Implement adaptive integration as in Section 17.3 using the midpoint rule for \(I_1\) and Gauss rule with \(n=2\) for \(I_2\text{.}\) Test it on the integral \(\int_0^9 x^{-1/2}\,dx = 6\text{.}\)
Answer.
When implementing Gauss rules on a general interval \([a, b]\text{,}\) it helps to introduce the midpoint \(c = (a+b)/2\) and half-length \(k = (b-a)/2\text{.}\) This is because the rule was originally designed for \([-1, 1]\) and the linear function from \([-1, 1]\) to \([a, b]\) is \(kx+c\text{.}\) The coefficient \(k\) will appear in the formulas due to the change of variable formula.
f = @ (x) x.^(-1/2);
fprintf('The integral is %.6f\n', adaptive(f, 0, 9));
function I = adaptive(f, a, b)
c = (a+b)/2;
k = (b-a)/2;
I1 = k*2*f(c); % midpoint, same as Gauss n=1
I2 = k*(f(c - k/sqrt(3)) + f(c + k/sqrt(3))); % Gauss n=2
if abs(I1 - I2) < 1e-6 * (b-a) + 1e-9
I = I2;
else
I = adaptive(f, a, c) + adaptive(f, c, b);
end
end
Note that the function is not defined at 0 which is an endpoints of the interval of integration.

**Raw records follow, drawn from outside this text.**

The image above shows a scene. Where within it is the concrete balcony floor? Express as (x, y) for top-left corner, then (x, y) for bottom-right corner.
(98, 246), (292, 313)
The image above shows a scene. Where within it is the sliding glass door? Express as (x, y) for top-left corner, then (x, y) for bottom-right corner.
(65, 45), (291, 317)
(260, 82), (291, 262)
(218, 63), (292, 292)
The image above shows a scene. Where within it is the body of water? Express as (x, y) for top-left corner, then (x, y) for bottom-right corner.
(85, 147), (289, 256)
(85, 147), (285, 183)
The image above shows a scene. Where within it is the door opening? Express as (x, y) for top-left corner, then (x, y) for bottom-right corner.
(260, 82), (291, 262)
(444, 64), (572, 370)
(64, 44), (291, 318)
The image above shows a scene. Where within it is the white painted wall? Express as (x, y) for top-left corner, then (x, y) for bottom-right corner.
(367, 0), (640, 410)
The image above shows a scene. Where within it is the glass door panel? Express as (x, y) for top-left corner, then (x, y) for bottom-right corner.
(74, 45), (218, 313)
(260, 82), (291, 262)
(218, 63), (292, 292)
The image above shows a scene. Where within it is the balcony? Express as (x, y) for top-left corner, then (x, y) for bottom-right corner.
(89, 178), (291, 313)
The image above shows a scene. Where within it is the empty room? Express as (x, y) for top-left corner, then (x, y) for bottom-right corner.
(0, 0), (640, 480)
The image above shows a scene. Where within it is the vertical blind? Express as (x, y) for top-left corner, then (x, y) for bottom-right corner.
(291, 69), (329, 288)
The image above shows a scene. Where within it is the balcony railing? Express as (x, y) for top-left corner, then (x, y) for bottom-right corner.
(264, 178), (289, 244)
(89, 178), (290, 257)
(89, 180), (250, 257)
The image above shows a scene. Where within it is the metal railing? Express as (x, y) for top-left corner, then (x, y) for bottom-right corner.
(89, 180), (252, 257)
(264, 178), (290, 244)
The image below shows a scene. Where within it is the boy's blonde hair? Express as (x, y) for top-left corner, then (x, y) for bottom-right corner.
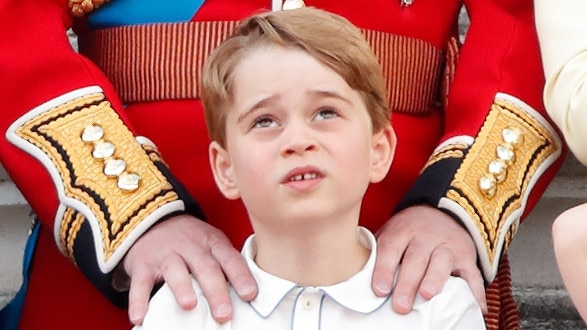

This would be a problem if we used, for example, trapezoidal or Simpson’s rules. Not a problem for midpoint or Gauss rules. By the way, the midpoint rule can be viewed as the Gauss rule with 1 point, because the degree 1 Legendre polynomial is \(P_1(x)=x\text{,}\) with the zero at the middle of interval \([-1,1]\)